Er lijkt zelfs een Kraakvis aan gewijd te gaan worden en in ieder geval één lid van onze appgroep haakt bijna gillend af. Dan trekt iemand de conclusie dat de boeken met de zwarte schutbladen genummerd zijn of in ieder geval een mogelijkheid daartoe hebben en de blauwe niet.

Een onzer heeft een boek zonder nummering, maar wel gesigneerd door Har Brok zelf!!

Hier en daar lijkt gerommeld te zijn met de nummering. En ik heb natuurlijk een gewone blauwe zonder nummermogelijkheid, waar nota bene de vorige bezitter dwars door een plaatje van Kuifje haar naam en adres heeft zitten schrijven. Ik ben dus meteen uit de markt geprijsd, hoewel mijn boek hierdoor eigenlijk wel uniek is.

Dan komt Peter ineens met groene schutbladen. Dat is wel heel bijzonder, maar lijkt deze foto niet verdacht veel op die hierboven met de zwarte schutbladen?…

Een paar dagen later beweert hij zelfs een roze te bezitten, maar je kunt ook te ver gaan.
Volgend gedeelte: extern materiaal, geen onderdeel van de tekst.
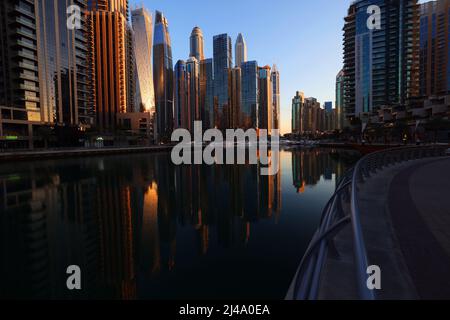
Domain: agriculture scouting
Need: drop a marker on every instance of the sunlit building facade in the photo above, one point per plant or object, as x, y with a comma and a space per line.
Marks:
380, 65
223, 61
163, 78
207, 92
276, 101
265, 99
240, 50
249, 94
196, 44
435, 48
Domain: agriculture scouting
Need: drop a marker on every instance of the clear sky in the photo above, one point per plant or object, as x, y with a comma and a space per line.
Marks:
302, 37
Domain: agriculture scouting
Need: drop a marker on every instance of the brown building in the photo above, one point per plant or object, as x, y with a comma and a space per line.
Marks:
434, 48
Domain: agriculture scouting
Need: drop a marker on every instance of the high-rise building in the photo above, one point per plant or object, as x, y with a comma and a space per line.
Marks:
163, 78
276, 103
110, 54
241, 50
222, 63
340, 116
143, 46
207, 93
235, 98
297, 113
196, 44
193, 69
380, 65
265, 98
435, 48
181, 96
249, 94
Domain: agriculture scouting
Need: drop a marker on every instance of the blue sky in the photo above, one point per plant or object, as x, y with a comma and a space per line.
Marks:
302, 37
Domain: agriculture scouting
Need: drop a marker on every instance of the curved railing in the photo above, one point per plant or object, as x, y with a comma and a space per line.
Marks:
335, 218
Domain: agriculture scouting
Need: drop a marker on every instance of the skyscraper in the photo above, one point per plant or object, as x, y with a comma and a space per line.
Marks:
235, 98
380, 65
181, 96
196, 44
222, 63
276, 97
249, 94
340, 100
265, 99
143, 46
435, 48
163, 78
241, 50
207, 92
109, 52
193, 69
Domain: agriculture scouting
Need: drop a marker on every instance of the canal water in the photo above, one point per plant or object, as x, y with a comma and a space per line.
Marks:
141, 228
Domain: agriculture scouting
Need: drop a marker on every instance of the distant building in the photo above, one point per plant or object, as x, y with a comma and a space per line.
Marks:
196, 44
223, 61
249, 95
380, 65
265, 99
434, 48
276, 101
207, 93
241, 50
163, 78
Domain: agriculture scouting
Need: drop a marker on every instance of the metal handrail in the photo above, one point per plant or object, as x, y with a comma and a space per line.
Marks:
307, 280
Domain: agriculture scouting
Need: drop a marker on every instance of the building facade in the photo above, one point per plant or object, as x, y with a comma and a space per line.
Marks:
380, 65
435, 48
222, 64
163, 78
241, 50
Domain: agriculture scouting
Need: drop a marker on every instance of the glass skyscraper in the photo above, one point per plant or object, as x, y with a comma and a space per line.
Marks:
241, 50
163, 78
249, 94
223, 61
207, 92
143, 46
380, 65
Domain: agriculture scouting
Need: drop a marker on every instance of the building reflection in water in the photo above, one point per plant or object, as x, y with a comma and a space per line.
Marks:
118, 218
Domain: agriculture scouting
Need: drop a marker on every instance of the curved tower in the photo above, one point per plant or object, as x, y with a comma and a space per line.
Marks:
163, 78
241, 50
196, 44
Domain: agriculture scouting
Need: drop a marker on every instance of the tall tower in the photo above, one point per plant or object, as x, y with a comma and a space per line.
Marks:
223, 60
381, 65
265, 99
196, 44
276, 103
143, 46
241, 50
163, 78
109, 52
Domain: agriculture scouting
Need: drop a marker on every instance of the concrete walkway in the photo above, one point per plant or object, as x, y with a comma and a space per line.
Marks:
419, 207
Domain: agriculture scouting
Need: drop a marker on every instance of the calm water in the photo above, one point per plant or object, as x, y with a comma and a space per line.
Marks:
141, 228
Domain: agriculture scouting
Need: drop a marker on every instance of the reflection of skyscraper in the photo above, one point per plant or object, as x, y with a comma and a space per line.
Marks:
163, 77
276, 104
249, 95
241, 50
196, 44
222, 64
207, 92
143, 46
265, 99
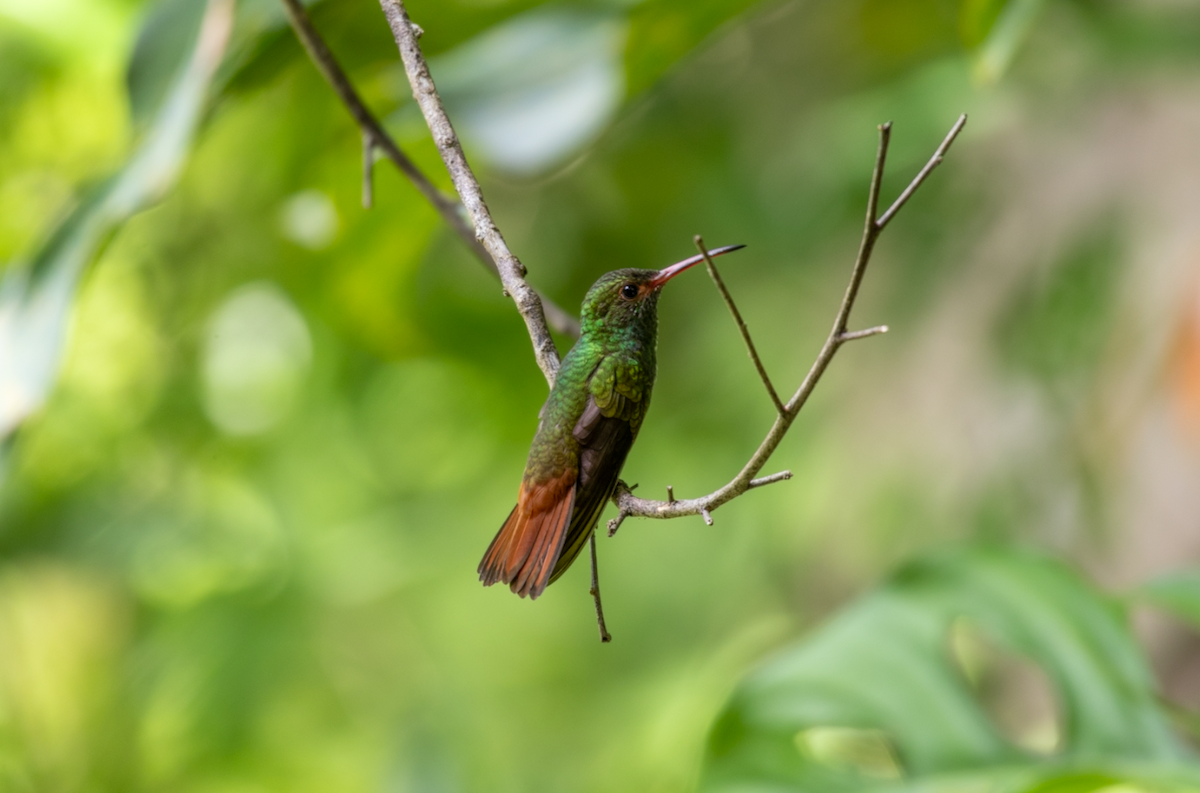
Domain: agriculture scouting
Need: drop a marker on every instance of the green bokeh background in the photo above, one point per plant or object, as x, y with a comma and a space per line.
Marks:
264, 580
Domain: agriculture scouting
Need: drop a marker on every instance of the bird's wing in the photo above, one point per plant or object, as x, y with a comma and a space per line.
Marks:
617, 401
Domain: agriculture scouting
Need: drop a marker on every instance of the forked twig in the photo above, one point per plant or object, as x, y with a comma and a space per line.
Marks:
465, 182
742, 326
375, 137
629, 505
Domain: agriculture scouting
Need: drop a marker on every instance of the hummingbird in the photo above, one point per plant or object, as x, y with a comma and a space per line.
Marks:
585, 431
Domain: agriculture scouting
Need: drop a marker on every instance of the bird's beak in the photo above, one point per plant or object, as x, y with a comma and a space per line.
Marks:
666, 274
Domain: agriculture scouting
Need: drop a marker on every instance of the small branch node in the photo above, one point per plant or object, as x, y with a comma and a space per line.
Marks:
454, 212
851, 335
784, 475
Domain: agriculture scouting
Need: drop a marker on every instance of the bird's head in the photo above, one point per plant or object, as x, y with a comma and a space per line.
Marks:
630, 296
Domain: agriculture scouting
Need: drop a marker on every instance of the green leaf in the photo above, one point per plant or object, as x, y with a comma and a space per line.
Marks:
995, 29
885, 665
1179, 594
35, 299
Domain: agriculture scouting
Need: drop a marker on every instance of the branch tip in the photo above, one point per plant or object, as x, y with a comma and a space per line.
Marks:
714, 274
784, 475
630, 505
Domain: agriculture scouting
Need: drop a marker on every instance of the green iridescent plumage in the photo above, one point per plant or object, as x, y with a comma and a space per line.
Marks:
585, 432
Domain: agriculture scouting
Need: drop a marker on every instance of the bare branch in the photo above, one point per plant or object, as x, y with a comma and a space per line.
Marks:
486, 232
851, 335
934, 162
595, 592
630, 505
784, 475
377, 138
367, 170
742, 326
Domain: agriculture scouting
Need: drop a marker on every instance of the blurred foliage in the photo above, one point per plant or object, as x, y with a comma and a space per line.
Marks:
239, 521
888, 670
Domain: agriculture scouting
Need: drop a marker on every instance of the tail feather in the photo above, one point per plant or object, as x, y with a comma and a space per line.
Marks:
528, 545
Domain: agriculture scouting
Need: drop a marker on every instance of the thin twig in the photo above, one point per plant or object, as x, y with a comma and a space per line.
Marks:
486, 232
367, 170
595, 592
934, 162
851, 335
742, 326
450, 210
629, 505
784, 475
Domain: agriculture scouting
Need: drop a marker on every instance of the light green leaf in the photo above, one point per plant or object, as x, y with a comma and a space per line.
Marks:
36, 298
1179, 594
885, 667
1000, 32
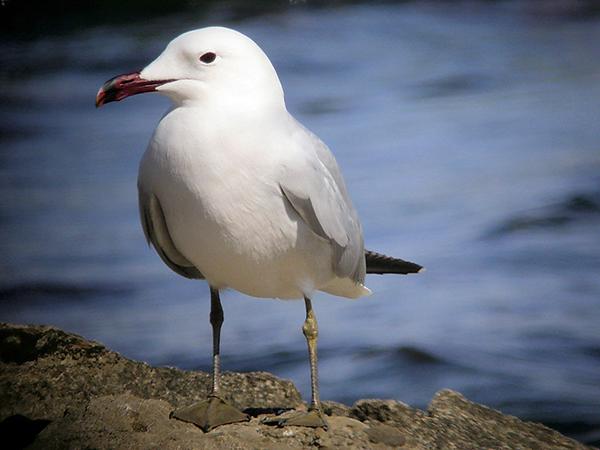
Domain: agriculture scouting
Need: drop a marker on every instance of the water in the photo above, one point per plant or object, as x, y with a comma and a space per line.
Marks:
469, 139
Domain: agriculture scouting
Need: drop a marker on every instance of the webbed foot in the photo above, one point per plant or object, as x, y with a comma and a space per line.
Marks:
313, 418
210, 413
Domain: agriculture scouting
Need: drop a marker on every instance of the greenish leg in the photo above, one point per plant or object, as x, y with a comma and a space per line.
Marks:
314, 418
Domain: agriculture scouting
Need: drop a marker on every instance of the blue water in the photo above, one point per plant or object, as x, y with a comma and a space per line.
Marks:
470, 141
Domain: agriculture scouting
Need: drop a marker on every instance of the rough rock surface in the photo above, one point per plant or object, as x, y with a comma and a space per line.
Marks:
60, 391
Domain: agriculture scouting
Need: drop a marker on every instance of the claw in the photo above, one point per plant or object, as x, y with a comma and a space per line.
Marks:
312, 419
210, 414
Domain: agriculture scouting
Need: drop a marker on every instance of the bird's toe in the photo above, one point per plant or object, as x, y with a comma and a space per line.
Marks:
209, 414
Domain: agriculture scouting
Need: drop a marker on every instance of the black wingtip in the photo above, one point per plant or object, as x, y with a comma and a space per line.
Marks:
381, 264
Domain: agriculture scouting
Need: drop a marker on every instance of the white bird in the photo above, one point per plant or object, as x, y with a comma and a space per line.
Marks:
232, 189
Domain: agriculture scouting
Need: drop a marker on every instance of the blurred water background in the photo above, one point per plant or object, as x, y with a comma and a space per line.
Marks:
469, 137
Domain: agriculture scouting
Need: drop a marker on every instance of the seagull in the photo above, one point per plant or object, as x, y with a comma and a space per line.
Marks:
235, 191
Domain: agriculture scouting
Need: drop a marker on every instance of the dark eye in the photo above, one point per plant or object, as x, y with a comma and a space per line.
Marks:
208, 57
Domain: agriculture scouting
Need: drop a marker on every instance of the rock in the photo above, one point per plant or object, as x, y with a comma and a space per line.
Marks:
58, 390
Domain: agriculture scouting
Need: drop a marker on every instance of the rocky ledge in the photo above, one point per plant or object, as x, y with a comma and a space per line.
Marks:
61, 391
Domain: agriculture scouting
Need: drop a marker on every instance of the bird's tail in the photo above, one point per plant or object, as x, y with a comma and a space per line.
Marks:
378, 263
Het gaat allemaal nergens over, maar de discussie is levendig. Bij een deel van deze appgroep dan, want met kunst en vliegwerk hebben we de gillende afhaker gelukkig nog net aan boord weten te houden. We mogen alleen in zijn aanwezigheid het woord ”schutbladen” de komende jaren niet meer gebruiken. Dan moet hij zich ook maar verre houden van de Kraakvis die intussen over dit onderwerp verschenen is. Wordt vervolgd, vrees ik.
Afbeeldingen © 2025 Betty Koppelman en Louis Versteeg
2 commentaren
Wat een heeelijke verhalen en wat goed dat HG weer volop op beurzen te zien is. Met of zonder haai. Alleen om die reden zou Mark Rutten al lid moeten worden van HG.
Ik heb vorig jaar afscheid moeten nemen van een groot deel van mijn collectie en heb in ruil daarvoor enkele
mooie objecten terug gekocht zoals de Loch Lomond Wagon. En de blauwe en groene 1/12 auto’s en ik heb de serie Musee Imaginair compleet. Dat is het nu. Ik krijg geen toestemming meer om nog meer aan te houden. Gelukkig maakt Ton veel mensen blij met net dat ene object wat ze nog zochten en wat uit mijn collectie komt. Inclusief de HG gadget Whiskey die voor astronomische bedragen van hand tot hand gaat !!! Wat een flesje met een stikker al niet kan doen
Dank voor je reactie, Alex! Ik heb ook enkele dingen van jouw collectie mogen overnemen. Leuk dat je zondag komt! Tot dan.
Comments are closed.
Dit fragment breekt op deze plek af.